Russell points to Mastroianni’s testimony, in which she wrote: “Unless there is a nondiscriminatory reason or business justification for doing otherwise, an employer must provide pregnant workers with the same access to light duty assignments that it provides to non-pregnant workers with other temporary medical conditions that similarly limit their ability to work.” She did not specify an exception for light duty policies limited to workers with on-the-job injuries. 

EEOC spokesperson Justine Lisser  says the agency believes the ADAAA expands protection for pregnant workers seeking accommodations.

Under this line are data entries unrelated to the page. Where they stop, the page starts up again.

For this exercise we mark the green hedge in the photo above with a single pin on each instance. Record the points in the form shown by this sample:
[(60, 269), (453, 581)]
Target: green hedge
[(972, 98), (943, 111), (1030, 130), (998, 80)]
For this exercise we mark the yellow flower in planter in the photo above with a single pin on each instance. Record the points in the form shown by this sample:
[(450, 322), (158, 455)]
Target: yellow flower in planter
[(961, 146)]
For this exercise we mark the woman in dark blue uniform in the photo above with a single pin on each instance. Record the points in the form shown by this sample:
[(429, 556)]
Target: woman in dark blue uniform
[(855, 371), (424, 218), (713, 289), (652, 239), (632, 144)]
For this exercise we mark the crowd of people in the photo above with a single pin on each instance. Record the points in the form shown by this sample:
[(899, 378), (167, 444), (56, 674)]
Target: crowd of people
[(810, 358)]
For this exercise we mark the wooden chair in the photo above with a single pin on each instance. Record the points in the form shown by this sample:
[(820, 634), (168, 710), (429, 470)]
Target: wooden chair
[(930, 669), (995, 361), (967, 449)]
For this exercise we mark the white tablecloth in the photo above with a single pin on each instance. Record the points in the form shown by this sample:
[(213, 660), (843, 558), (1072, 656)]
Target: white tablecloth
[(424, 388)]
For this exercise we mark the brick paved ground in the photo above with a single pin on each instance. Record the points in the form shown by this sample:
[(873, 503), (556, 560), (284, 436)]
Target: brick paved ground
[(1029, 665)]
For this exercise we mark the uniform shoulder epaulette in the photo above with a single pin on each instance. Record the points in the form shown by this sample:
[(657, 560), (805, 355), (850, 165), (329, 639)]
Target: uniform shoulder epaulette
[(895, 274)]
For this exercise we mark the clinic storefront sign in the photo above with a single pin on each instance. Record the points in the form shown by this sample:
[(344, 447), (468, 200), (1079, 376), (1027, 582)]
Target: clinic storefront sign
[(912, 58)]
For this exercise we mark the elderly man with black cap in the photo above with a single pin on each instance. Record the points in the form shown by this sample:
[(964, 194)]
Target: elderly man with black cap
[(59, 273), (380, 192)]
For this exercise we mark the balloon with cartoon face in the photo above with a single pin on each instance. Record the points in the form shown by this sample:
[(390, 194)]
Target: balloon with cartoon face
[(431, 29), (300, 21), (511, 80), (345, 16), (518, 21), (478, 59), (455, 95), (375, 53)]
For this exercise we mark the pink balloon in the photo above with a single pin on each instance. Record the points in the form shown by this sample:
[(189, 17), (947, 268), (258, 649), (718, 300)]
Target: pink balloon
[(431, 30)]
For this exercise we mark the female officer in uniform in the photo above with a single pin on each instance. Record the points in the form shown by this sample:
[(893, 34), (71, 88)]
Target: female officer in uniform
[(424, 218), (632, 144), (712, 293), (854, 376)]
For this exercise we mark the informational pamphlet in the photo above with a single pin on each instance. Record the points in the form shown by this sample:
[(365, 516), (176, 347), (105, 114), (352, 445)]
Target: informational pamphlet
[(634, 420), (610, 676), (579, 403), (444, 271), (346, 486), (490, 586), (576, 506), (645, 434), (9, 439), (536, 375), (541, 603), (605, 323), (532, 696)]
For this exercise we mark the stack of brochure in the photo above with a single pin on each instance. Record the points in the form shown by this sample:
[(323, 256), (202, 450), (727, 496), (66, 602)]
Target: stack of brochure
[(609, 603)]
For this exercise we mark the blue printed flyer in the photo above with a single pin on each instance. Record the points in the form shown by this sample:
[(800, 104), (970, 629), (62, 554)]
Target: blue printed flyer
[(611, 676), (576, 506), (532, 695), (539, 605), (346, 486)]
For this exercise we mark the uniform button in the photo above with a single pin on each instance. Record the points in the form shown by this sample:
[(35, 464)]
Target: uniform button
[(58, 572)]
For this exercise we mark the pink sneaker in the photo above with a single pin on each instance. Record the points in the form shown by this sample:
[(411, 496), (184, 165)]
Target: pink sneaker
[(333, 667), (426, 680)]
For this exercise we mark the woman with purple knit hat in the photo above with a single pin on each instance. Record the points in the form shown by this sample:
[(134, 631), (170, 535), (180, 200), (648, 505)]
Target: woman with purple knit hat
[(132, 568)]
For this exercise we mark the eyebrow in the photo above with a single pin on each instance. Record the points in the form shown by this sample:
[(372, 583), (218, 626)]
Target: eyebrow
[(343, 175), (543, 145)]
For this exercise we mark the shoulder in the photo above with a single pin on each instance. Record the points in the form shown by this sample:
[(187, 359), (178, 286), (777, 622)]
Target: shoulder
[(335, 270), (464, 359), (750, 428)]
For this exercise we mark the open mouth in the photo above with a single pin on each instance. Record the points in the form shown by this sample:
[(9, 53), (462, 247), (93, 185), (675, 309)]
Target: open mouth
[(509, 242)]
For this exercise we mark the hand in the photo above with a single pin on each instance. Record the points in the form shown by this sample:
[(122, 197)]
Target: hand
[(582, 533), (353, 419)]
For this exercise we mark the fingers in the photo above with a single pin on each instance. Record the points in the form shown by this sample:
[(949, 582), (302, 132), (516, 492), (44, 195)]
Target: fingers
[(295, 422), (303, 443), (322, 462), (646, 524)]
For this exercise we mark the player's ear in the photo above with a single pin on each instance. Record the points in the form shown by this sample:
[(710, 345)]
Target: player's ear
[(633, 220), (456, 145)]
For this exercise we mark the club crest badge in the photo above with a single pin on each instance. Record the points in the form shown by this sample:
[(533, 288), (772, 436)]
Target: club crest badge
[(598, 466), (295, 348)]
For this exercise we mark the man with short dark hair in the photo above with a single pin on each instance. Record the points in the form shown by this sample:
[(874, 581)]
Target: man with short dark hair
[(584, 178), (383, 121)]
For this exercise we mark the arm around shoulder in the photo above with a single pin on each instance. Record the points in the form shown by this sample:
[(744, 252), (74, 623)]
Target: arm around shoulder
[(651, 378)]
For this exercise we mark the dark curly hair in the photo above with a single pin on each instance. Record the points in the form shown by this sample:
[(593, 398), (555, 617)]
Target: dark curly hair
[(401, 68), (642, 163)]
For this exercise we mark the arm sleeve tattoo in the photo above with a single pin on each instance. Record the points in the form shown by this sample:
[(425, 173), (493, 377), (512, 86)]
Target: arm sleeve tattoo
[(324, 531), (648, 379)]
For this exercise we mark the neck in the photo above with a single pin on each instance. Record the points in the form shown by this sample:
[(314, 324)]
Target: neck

“While pregnancy itself is not considered a disability recognized by the ADA, the expanded coverage of disability resulting from the ADAAA may make it easier for some individuals to establish that certain pregnancy-related impairments—like gestational diabetes—are disabilities,” says Lisser. “If this is the case, an employer would have to make a reasonable accommodation where necessary.”

Lisser adds that this could require an employer to change a light duty policy previously limited to employees with work-related injuries.

Legislative Initiative

The EEOC isn’t the only place where workplace accommodation for pregnancy is under scrutiny. Some Democrats in Congress want to codify ADA-like protections for pregnant women.

The proposed Pregnant Workers Fairness Act, introduced this year in both the House and the Senate, would make it unlawful to refuse to “make reasonable accommodations related to the pregnancy, childbirth, or related medical conditions of a job applicant or employee,” unless the employer could demonstrate an undue hardship on the business.

Although it is modeled after the ADA, the proposed legislation goes a step further, making it unlawful to force a pregnant woman to accept an accommodation she does not want.

“Under the ADA, you have to provide a reasonable accommodation, but it doesn’t have to be the accommodation of the employee’s choice,” says Daub. “The [proposed] legislation goes beyond the ADA, and I find that troubling.”

She adds that one benefit of the legislation, which has a doubtful future, would be to provide clarity for employers in what is now a gray area.

“It concerns me that employers could get themselves in a situation where whatever complications a pregnant woman has could be construed as a disability,” she says. “It is not clear where that line is.”

Caution Advised

As a result, employers need to deal cautiously with an accommodation request from a pregnant employee. 

“You have to look at each case carefully. You can’t make a bright-line decision,” Daub says.

Littler Mendelson Shareholder Sue Douglas says the first step is to determine whether the accommodation request is related to the pregnancy itself or to a complication of the pregnancy. If it’s due solely to the pregnancy, the employer should evaluate not only the company policy on accommodations, but also whether the company is uniformly implementing the policy. A pregnant employee denied an accommodation may win her case if she can show that despite a policy denying accommodations for nonworkplace injuries, some employees received them.

If the request grows out of a pregnancy complication that is a disability under the ADA, it should be treated the same as any ADA request.

Employers should review their policies, practices and training related to the treatment of pregnant employees.

“Proceed with caution because this will be an area where the EEOC is looking for test cases,” Daub adds.